1 Molding and Casting: Fabricating FabLab Badge Coins
1.1 Introduction
This task is an individual assignment for FabAcademy, aiming to create a FabLab logo coin through digital modeling, 3D printing, silicone mold casting, and resin/metal casting processes. The project demonstrates key manufacturing steps while emphasizing surface finish quality and rational mold design.
1.2. Mold Design Using FreeCAD
1.2.1 Design Concept
The coin features FabLab's classic logo as a relief pattern, with dimensions of 30mm diameter and 4mm thickness. The minimalist design ensures easy demolding while maintaining visual impact.
1.2.2 Modeling Process
- Create a 40×40mm square sketch in FreeCAD
- Generate a 3D box using padding and shell operations
- Sketch a Ø30mm circle as the coin boundary
- Apply 2mm extrusion to create the base structure
- Import FabLab logo in SVG format and convert to 3D path
- Adjust logo dimensions through scaling and extrusion
- Create relief effect using Pocket/Pad tools
1.2.3 STL Export
The complete mold with integrated sprue was exported as an STL file for 3D printing.
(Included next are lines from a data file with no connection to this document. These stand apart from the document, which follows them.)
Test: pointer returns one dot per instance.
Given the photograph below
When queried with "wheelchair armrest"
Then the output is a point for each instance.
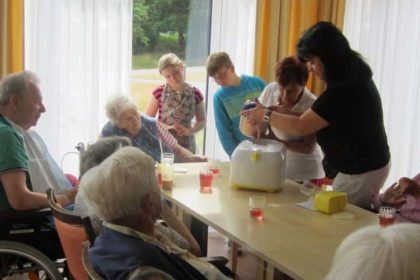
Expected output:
(25, 216)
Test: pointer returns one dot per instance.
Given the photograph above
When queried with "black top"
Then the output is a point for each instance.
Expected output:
(114, 255)
(355, 142)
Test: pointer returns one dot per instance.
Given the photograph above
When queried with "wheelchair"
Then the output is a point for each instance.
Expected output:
(30, 247)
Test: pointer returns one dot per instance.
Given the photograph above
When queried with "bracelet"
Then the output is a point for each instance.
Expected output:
(267, 115)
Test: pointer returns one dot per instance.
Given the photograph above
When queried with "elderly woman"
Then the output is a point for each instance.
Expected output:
(123, 192)
(288, 95)
(176, 231)
(177, 103)
(347, 118)
(375, 253)
(145, 133)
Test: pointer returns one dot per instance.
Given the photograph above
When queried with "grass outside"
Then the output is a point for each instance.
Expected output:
(167, 42)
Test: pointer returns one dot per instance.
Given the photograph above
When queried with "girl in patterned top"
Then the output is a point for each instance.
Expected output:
(177, 103)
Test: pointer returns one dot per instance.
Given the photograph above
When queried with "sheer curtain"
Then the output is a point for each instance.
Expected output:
(387, 34)
(233, 31)
(81, 51)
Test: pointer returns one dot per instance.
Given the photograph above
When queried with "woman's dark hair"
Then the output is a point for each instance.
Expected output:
(291, 70)
(326, 41)
(99, 151)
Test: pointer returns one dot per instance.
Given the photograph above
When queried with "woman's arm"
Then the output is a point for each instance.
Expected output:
(308, 123)
(200, 118)
(152, 106)
(305, 146)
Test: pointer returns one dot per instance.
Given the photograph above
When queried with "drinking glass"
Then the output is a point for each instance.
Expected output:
(167, 170)
(387, 215)
(256, 207)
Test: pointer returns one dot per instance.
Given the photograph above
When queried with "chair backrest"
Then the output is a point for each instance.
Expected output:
(87, 264)
(72, 230)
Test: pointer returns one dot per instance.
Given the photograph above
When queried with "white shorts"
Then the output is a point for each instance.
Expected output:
(361, 188)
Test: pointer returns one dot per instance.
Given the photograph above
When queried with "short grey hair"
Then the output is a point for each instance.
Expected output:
(16, 84)
(115, 188)
(375, 253)
(99, 151)
(169, 59)
(116, 105)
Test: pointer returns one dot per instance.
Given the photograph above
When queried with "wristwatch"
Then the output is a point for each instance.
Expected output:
(267, 115)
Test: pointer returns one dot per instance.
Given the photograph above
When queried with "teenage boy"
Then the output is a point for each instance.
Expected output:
(230, 97)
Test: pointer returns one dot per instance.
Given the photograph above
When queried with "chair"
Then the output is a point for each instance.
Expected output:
(92, 274)
(72, 230)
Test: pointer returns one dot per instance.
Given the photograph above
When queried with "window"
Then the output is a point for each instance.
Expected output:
(169, 26)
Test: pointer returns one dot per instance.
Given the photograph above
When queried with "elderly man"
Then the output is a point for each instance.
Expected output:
(145, 132)
(20, 108)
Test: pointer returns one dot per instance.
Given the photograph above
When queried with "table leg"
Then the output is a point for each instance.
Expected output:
(200, 231)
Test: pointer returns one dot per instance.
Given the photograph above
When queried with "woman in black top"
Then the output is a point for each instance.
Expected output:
(347, 118)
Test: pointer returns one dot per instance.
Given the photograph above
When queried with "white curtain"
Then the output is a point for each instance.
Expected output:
(81, 50)
(387, 34)
(233, 31)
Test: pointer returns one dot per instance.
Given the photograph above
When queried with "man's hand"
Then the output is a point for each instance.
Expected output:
(408, 186)
(67, 197)
(181, 130)
(393, 196)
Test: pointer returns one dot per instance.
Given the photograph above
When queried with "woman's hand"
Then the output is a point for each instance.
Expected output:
(181, 130)
(408, 186)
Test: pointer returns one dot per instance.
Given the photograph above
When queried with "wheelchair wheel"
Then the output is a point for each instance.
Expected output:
(20, 259)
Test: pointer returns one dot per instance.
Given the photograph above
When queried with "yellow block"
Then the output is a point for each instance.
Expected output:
(330, 202)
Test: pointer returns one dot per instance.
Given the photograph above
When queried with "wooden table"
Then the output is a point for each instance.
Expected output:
(294, 240)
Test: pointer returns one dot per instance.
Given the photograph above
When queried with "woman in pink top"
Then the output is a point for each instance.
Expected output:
(405, 196)
(177, 103)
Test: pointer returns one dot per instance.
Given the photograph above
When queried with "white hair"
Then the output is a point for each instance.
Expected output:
(169, 59)
(376, 253)
(115, 188)
(116, 105)
(16, 84)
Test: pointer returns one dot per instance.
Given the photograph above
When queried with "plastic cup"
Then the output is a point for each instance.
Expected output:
(159, 175)
(256, 207)
(167, 170)
(214, 166)
(387, 215)
(206, 179)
1.3. 3D Printing the Master Model
1.3.1 Printing Parameters
• Printer: Bambu Lab A1 mini
• Layer height: 0.2mm
• Infill density: 100%
• Material: Yellow PLA
1.3.2 Post-processing
The surface was sanded with fine grit sandpaper to eliminate layer lines. Critical details were cleaned with a brush and coated with glossy spray for enhanced finish.
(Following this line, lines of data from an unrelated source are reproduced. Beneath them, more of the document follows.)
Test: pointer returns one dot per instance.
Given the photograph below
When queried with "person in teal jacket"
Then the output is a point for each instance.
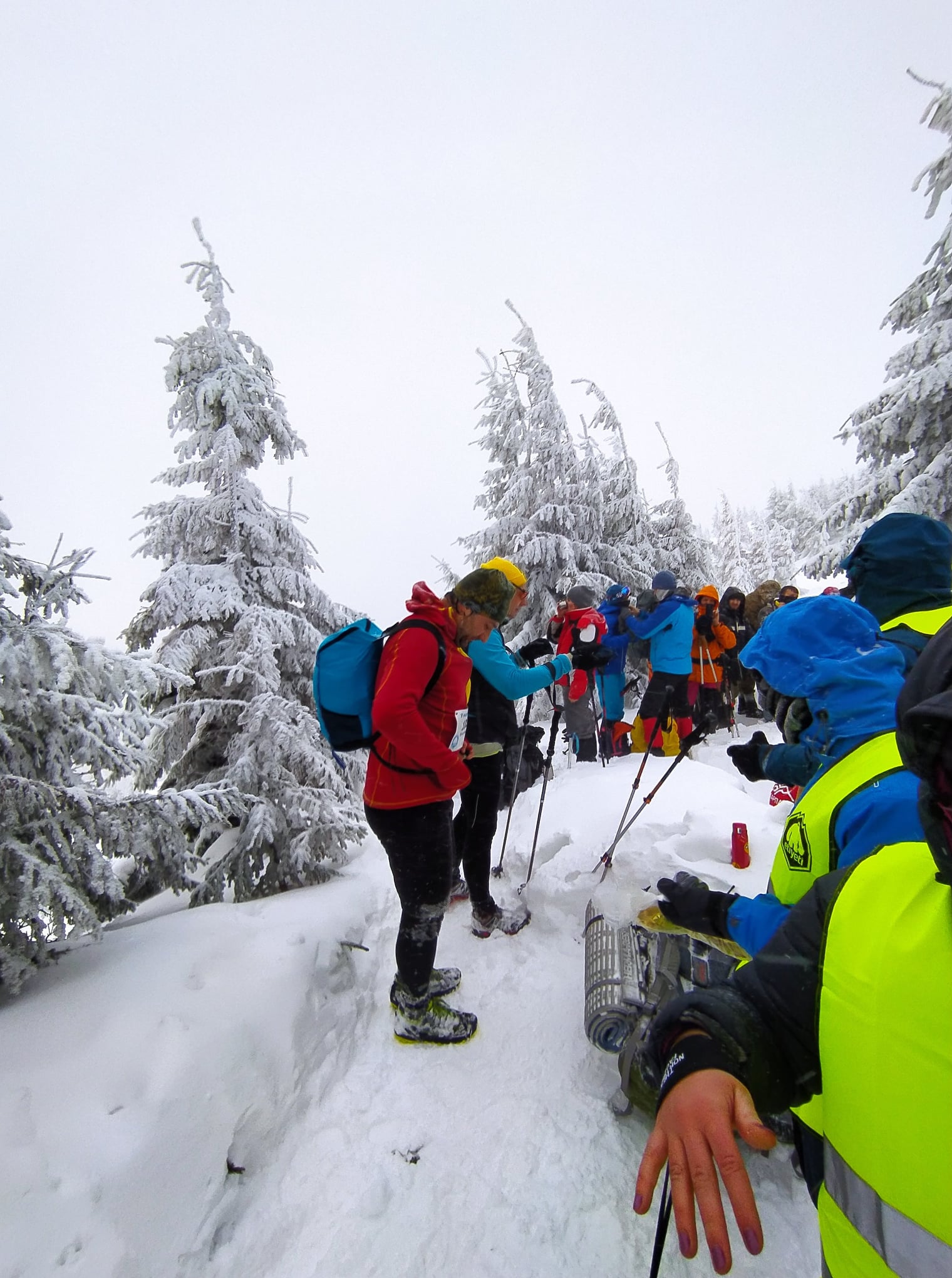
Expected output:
(499, 679)
(669, 628)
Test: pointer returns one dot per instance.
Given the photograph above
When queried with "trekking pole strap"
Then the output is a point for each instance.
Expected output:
(550, 756)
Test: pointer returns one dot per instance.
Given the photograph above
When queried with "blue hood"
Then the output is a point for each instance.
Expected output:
(830, 651)
(901, 564)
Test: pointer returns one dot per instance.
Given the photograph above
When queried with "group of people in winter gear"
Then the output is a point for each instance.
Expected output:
(845, 1009)
(443, 717)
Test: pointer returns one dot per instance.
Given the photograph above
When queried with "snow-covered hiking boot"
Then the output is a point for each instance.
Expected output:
(459, 891)
(500, 920)
(430, 1020)
(442, 980)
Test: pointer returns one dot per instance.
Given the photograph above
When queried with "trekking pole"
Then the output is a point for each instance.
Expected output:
(662, 719)
(661, 1231)
(681, 754)
(594, 715)
(497, 870)
(550, 754)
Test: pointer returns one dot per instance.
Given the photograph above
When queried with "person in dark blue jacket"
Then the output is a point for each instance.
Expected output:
(840, 679)
(669, 626)
(901, 571)
(611, 679)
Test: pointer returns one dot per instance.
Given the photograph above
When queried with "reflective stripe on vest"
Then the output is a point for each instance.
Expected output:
(808, 840)
(905, 1248)
(886, 1059)
(929, 621)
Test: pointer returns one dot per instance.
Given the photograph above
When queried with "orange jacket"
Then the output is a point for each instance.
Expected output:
(707, 648)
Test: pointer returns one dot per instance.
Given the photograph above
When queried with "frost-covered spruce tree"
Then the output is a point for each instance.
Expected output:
(905, 435)
(625, 553)
(235, 609)
(730, 548)
(533, 491)
(679, 548)
(72, 725)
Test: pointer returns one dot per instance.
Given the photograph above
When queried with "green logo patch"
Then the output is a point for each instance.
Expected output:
(797, 844)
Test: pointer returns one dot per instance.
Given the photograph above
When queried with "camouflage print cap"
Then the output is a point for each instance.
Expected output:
(487, 591)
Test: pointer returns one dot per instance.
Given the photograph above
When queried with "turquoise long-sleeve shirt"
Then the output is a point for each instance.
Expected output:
(502, 670)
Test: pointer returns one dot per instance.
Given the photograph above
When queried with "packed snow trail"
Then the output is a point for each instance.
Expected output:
(217, 1092)
(500, 1157)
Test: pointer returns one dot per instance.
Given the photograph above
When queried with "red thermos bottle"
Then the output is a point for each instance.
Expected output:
(740, 848)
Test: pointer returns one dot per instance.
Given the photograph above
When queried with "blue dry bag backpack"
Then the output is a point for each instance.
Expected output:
(345, 674)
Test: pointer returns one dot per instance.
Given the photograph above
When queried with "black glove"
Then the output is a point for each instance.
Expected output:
(592, 658)
(747, 758)
(537, 648)
(690, 904)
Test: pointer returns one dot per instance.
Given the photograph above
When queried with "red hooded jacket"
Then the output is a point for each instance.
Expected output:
(420, 732)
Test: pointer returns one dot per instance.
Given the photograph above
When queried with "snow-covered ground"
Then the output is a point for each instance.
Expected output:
(137, 1070)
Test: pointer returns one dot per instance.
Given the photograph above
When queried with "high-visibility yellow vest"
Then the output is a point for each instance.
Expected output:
(927, 621)
(808, 845)
(886, 1056)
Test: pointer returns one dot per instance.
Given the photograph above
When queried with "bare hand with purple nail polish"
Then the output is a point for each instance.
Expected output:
(694, 1134)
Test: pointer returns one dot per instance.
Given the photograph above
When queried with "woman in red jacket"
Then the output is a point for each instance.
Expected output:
(416, 767)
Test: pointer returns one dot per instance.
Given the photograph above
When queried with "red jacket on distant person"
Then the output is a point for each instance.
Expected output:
(425, 734)
(566, 630)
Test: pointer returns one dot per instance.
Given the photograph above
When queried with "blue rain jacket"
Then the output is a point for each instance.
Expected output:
(613, 640)
(901, 564)
(670, 629)
(830, 651)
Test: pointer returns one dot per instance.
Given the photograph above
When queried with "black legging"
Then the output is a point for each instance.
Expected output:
(418, 843)
(474, 826)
1.4. Silicone Mold Fabrication
1.4.1 Silicone Preparation
RTV-2 silicone (10:1 mixing ratio) was degassed and poured into the containment frame.
1.4.2 Curing Process
12-hour room temperature curing with vibration isolation.
1.4.3 Demolding
The master model was carefully removed after complete curing. The mold showed intact patterns without significant air bubbles.
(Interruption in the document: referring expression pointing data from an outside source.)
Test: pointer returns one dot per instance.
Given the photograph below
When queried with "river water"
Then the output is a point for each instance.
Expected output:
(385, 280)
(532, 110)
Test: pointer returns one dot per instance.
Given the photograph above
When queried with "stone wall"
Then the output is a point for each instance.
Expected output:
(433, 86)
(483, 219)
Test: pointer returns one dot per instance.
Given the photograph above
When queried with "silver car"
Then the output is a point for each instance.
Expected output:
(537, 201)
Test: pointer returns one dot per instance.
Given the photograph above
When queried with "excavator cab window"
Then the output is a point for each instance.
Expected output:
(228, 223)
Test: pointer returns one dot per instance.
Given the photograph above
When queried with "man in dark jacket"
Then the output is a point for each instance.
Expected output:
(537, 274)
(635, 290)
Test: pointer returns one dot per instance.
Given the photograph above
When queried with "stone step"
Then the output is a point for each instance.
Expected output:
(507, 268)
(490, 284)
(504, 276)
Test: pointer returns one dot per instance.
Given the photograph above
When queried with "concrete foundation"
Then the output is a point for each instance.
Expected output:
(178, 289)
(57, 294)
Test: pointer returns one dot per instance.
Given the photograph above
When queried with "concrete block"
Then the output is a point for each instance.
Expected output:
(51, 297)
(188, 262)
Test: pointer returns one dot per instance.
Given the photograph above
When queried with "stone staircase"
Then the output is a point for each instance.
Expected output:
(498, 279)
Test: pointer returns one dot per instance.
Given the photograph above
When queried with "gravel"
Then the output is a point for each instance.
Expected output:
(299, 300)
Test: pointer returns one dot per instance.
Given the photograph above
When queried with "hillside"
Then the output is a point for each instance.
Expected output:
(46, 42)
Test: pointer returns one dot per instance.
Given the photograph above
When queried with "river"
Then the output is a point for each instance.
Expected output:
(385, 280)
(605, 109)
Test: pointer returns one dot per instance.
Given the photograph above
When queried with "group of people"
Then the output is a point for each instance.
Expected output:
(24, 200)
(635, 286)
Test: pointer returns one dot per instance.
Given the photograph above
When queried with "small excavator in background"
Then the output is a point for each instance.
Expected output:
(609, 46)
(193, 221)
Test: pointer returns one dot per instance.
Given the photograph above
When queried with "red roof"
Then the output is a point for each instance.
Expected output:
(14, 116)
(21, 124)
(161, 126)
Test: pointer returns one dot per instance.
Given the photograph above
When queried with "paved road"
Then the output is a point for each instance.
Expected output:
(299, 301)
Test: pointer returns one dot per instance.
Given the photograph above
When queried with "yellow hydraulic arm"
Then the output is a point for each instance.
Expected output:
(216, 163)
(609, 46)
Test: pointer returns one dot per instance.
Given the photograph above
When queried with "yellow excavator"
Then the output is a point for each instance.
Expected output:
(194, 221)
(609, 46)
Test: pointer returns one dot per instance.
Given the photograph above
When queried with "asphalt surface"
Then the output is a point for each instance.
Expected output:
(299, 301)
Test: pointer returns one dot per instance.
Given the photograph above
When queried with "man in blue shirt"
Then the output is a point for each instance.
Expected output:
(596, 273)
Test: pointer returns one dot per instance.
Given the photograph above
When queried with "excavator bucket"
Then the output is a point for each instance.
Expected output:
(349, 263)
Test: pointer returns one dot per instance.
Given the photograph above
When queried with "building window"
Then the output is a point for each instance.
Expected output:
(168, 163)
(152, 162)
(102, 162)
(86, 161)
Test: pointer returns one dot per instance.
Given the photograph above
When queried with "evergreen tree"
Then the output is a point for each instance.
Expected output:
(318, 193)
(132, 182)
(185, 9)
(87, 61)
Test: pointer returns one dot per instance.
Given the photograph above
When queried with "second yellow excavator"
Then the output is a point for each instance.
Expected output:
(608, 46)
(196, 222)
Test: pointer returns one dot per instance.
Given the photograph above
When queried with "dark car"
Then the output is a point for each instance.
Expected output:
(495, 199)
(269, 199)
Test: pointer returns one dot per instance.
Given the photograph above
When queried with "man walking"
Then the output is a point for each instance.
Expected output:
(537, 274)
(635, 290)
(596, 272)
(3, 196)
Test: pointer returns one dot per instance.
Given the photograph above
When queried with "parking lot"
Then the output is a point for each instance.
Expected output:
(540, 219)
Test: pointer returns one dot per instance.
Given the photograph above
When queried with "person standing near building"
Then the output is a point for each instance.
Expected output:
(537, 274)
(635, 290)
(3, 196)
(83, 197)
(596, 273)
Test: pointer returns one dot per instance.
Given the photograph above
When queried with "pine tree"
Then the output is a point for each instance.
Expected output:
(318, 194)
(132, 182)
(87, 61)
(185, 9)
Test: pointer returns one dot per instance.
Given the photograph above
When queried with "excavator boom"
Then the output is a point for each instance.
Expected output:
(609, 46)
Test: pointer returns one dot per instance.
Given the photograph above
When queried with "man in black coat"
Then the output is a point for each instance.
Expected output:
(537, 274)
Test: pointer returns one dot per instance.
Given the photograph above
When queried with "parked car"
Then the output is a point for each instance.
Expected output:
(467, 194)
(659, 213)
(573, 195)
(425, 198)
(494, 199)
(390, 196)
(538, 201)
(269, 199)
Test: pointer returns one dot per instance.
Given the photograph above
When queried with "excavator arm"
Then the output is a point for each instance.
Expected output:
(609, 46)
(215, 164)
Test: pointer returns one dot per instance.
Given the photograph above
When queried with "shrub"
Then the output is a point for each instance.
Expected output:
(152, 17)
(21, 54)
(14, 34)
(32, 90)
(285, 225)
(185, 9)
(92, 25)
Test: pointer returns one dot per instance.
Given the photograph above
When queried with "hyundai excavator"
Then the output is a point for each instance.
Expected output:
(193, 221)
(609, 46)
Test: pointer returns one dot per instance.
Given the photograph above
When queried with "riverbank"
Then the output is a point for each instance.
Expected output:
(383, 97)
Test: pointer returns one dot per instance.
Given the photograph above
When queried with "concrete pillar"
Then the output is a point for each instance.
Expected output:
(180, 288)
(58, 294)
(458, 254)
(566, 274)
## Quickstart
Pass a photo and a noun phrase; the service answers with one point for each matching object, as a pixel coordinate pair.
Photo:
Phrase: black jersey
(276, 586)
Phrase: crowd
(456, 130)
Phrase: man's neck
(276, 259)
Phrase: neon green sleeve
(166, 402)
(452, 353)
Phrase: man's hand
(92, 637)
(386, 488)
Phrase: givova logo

1.5. Resin Casting (Epoxy)
1.5.1 Material Preparation
Transparent epoxy resin (1:1 volume ratio) was mixed thoroughly for 1 minute.
1.5.2 Mold Filling
The mixture was poured through the sprue using controlled flow.
1.5.3 Curing
24-hour ambient curing on a leveled surface.
1.5.4 Final Result
The resin coin retained design details though slight surface imperfections from 3D printing remained visible.
6. Tin Alloy Casting
1.6.1 Metal Preparation
Tin was melted in a 100°C water bath with continuous stirring.
1.6.2 Injection Process
Molten tin was injected into the mold using a syringe.
1.6.3 Rapid Cooling
5-minute quenching in cold water ensured complete solidification.
1.6.4 Final Product
The metal casting replicated the design accurately, with surface texture limitations inherited from the 3D printed master.